Will 2014 Crush or Redeem the Greek Economy?

Source: Understandingmedia13 / Wikimedia Commons

The eurozone as a whole has been struggling to maintain its lackluster recovery, but certain countries are hurting more than others. Greece is hoping to receive some monetary aid from the eurozone in 2014 so as to better deal with its heavy debt problem in Athens, but whether or not that happens, and to what extent, will be dependent on the progress it makes in the coming year. According to Reuters¬†aid may be coming, but it likely won’t be more than a gesture.

“We don’t want and we’re not asking for a haircut,” said Yannis Stournaras, Greece’s finance minister, according to Reuters. Stournaras is referring to the highly unlikely possibility that the eurozone might cut out a section of the 240 billion euros — $328 billion — in the red that Greece finds itself in, lessening the pressure of the loans it still has to pay.

“A reduction in the interest rate and a pushing back of the amortization schedule is more effective from the point of view of the financial markets,” said Stournaras, according to Reuters. Monetary support for Athens will reportedly be largely dependent on where the country is at in terms of its budget surplus in April. In 2013, Athens reports it had a central government primary budget surplus of 700 million euros, or $956 million.

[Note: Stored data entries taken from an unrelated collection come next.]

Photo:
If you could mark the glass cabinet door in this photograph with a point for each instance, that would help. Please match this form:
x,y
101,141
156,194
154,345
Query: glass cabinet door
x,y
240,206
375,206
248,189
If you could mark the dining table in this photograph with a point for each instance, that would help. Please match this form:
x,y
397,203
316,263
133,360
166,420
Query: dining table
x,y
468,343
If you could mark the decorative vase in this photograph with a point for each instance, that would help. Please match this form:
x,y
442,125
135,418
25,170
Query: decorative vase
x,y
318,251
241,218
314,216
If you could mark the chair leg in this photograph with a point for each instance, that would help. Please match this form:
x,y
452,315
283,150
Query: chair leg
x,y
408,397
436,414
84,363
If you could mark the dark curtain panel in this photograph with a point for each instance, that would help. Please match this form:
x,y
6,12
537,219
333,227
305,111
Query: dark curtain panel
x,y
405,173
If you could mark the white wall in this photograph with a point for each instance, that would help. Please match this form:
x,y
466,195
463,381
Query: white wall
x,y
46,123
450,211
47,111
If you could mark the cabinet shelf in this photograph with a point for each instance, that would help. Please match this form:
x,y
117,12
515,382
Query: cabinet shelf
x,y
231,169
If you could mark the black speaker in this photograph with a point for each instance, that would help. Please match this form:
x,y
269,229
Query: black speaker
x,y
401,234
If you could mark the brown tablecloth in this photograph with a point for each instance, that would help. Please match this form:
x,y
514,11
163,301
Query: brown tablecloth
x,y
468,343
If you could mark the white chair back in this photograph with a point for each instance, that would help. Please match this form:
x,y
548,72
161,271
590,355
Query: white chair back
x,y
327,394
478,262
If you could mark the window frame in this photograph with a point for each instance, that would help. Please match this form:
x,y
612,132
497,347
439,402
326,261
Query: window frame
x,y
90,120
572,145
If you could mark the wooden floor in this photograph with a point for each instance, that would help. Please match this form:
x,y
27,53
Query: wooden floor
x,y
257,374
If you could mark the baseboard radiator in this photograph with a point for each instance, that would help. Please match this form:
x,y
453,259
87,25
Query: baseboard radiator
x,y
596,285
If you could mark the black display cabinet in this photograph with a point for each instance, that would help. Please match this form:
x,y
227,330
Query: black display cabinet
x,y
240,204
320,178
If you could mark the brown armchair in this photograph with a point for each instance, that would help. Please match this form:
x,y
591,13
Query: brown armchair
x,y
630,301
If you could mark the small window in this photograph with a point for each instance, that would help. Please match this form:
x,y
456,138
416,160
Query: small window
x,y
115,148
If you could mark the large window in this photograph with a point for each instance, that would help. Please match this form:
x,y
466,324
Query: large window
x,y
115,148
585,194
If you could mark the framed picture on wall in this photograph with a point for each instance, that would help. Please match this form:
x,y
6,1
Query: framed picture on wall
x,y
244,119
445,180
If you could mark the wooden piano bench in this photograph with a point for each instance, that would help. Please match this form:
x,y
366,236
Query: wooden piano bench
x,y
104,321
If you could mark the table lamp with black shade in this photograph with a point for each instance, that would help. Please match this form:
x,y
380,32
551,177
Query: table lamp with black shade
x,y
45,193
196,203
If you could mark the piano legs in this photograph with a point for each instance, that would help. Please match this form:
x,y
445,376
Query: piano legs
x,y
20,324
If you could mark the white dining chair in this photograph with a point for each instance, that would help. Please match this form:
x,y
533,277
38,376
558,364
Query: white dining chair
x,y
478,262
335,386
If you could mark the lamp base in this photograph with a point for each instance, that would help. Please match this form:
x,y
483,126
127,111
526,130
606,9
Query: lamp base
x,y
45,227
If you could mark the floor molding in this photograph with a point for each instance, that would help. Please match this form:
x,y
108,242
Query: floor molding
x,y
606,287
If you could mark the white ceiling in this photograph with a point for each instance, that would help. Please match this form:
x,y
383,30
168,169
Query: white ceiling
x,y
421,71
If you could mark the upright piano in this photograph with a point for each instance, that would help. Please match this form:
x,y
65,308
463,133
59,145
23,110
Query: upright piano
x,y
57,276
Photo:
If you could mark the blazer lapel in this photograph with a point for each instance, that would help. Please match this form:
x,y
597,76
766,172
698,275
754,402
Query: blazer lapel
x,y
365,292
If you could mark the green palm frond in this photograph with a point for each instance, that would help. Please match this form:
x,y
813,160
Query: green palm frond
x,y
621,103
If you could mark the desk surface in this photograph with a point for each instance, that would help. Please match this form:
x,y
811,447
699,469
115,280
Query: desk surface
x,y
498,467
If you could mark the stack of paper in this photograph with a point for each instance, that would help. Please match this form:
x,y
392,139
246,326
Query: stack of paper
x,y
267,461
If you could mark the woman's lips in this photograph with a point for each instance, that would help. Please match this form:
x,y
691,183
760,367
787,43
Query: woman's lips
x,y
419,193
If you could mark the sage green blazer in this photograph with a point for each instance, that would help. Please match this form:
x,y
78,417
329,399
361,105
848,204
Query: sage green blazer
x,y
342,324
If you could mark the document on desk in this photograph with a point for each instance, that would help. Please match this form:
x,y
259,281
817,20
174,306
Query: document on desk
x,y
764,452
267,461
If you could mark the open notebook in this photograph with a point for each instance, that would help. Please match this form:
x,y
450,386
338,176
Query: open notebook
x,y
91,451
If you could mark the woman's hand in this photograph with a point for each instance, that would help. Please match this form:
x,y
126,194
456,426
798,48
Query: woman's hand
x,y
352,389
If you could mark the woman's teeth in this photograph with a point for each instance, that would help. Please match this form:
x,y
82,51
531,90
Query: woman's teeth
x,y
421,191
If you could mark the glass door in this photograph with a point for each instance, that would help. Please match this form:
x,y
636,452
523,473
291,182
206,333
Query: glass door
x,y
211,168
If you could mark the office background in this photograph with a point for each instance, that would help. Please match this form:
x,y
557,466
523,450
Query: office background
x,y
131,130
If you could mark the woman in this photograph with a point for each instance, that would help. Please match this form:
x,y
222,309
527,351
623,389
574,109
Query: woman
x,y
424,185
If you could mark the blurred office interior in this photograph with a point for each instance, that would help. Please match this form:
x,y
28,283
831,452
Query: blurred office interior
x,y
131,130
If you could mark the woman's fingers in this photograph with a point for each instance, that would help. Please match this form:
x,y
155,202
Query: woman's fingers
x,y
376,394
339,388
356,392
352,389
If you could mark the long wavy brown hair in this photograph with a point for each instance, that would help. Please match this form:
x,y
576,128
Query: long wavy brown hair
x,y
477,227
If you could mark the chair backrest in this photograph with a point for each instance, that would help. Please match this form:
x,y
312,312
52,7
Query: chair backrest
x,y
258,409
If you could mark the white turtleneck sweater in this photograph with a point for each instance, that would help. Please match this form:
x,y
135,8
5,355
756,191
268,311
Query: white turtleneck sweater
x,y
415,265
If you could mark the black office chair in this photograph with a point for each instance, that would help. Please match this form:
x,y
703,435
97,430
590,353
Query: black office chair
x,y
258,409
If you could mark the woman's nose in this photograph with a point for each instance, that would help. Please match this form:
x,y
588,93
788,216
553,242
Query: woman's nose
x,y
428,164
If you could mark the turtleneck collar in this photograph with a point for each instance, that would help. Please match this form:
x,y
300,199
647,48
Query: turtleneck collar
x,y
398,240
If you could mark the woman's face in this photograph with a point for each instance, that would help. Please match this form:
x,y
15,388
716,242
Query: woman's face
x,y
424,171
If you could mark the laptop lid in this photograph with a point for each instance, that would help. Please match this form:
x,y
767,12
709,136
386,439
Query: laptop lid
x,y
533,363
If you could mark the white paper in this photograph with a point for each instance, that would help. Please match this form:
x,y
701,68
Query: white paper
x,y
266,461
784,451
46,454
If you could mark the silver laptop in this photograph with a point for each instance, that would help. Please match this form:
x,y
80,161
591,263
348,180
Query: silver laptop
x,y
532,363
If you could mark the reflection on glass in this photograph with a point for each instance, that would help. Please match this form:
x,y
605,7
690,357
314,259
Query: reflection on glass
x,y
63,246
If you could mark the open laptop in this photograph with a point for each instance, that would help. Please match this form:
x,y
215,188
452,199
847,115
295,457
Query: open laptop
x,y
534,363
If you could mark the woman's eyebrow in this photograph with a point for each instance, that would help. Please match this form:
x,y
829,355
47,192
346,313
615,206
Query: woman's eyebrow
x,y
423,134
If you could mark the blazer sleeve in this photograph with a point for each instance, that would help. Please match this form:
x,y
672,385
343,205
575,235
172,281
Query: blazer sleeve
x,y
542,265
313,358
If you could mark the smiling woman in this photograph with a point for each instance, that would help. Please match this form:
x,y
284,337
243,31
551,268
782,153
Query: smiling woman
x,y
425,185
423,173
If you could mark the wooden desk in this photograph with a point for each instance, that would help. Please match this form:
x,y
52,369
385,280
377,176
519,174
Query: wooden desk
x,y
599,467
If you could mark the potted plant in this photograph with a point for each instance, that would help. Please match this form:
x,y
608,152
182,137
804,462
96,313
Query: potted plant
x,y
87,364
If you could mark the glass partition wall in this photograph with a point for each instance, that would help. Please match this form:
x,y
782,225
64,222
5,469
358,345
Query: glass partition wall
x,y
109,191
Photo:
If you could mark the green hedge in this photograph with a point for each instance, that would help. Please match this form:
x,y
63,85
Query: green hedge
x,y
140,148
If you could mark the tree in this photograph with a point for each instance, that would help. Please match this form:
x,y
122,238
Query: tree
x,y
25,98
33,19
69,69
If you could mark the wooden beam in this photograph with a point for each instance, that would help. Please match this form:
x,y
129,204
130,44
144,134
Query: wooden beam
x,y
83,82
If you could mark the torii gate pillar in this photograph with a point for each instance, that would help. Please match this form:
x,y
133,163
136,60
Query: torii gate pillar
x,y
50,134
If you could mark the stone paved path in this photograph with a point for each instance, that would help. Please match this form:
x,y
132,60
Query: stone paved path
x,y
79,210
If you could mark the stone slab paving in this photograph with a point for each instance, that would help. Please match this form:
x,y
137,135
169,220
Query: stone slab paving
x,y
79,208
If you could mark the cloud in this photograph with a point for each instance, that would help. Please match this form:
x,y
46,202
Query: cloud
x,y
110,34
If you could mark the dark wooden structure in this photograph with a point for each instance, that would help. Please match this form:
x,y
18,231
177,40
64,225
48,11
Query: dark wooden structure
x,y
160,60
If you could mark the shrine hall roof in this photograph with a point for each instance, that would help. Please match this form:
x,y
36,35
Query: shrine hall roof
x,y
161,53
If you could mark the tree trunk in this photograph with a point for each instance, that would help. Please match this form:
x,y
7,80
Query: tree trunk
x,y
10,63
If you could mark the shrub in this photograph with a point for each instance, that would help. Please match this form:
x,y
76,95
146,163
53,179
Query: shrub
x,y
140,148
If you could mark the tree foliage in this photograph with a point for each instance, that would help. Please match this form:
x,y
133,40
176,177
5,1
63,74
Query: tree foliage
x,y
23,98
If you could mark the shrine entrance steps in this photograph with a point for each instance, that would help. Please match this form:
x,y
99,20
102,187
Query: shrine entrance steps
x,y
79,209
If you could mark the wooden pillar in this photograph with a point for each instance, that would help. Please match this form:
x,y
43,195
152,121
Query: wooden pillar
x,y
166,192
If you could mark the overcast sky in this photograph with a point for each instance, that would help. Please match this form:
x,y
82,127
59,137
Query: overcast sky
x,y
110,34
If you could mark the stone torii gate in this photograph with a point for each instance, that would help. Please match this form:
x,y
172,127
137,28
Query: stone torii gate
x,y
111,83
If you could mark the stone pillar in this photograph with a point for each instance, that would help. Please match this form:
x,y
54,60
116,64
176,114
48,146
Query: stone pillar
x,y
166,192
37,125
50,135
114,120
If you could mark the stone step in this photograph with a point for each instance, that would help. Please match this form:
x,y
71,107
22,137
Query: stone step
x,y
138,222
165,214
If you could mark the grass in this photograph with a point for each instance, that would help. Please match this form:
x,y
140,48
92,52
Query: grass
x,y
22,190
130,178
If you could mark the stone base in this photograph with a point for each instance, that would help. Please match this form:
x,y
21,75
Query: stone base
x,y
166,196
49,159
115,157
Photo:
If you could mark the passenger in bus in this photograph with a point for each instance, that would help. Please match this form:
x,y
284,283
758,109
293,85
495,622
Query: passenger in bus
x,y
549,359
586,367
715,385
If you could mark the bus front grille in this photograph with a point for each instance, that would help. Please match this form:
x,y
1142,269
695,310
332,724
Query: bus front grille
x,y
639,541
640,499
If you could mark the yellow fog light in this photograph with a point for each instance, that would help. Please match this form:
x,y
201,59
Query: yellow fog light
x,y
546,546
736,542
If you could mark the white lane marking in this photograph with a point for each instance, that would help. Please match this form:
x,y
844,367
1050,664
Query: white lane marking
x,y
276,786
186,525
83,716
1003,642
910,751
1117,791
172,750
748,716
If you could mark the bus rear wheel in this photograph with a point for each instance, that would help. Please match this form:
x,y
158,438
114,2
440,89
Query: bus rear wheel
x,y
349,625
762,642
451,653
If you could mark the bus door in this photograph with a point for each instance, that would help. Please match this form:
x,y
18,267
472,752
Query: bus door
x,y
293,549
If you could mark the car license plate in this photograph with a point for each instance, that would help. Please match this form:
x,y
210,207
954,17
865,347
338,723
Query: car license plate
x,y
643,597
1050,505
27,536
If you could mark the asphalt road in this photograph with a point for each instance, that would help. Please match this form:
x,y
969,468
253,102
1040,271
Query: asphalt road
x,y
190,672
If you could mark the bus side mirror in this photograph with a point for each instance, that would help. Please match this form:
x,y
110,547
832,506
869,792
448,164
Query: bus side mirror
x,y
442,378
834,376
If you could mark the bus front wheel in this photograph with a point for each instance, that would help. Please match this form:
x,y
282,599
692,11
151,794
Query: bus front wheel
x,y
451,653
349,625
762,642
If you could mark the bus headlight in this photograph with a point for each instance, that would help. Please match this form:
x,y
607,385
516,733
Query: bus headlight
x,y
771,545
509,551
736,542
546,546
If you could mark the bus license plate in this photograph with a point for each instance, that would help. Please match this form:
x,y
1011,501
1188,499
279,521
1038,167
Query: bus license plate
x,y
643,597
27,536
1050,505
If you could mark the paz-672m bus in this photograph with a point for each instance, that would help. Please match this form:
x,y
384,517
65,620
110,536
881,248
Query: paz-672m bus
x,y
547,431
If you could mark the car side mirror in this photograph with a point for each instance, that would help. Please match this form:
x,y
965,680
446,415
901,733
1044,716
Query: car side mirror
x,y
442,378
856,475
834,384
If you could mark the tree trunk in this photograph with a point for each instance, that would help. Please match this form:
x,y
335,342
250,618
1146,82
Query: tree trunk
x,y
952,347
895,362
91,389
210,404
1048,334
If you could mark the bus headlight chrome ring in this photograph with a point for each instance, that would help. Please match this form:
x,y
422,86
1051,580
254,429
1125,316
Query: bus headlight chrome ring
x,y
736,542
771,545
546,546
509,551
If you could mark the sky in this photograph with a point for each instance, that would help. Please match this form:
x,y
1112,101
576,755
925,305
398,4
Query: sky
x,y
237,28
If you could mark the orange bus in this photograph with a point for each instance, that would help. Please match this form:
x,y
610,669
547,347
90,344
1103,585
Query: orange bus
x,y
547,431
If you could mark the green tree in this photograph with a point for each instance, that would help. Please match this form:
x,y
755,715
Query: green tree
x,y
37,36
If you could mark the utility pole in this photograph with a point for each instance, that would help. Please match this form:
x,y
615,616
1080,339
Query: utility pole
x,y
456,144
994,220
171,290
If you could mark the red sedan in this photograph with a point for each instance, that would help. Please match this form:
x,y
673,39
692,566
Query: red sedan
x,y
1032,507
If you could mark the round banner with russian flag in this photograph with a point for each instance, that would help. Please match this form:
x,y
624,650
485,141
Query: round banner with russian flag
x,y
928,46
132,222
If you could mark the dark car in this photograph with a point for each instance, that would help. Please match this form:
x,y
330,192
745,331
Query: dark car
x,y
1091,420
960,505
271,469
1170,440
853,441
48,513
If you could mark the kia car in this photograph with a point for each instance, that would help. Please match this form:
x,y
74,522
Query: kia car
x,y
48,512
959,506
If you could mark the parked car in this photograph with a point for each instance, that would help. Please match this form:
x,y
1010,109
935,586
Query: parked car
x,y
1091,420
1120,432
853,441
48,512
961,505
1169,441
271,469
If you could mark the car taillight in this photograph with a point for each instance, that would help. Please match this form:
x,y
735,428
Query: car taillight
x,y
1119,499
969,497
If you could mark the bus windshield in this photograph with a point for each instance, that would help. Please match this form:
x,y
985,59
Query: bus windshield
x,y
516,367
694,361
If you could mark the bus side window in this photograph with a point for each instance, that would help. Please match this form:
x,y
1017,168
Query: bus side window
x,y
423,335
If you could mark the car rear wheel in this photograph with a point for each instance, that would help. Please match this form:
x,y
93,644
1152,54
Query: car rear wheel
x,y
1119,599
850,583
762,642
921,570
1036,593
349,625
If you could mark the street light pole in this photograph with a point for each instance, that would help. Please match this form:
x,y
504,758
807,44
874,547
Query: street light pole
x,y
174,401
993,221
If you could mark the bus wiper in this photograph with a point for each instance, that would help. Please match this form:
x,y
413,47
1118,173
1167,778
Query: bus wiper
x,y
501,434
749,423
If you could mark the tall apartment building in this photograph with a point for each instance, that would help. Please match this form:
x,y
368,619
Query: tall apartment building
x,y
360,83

Athens said it is projecting a bigger surplus for this coming year, minus debt payments. “We are delivering the primary surplus earlier than expected. That will set the conditions for some sort of debt relief exercise,” said Greece’s Prime Minister, Antonis Samaras — according to Reuters.

“We’ve worked hard and delivered. There was a decision in November 2012 and we expect that decision to be respected,” said Samaras. Greece is looking at a steep uphill battle to balance its debt with its Gross Domestic Product, but the best hope for the Greek economy will depend on growth, inflation, and likely the sale of whatever state assets can be spared.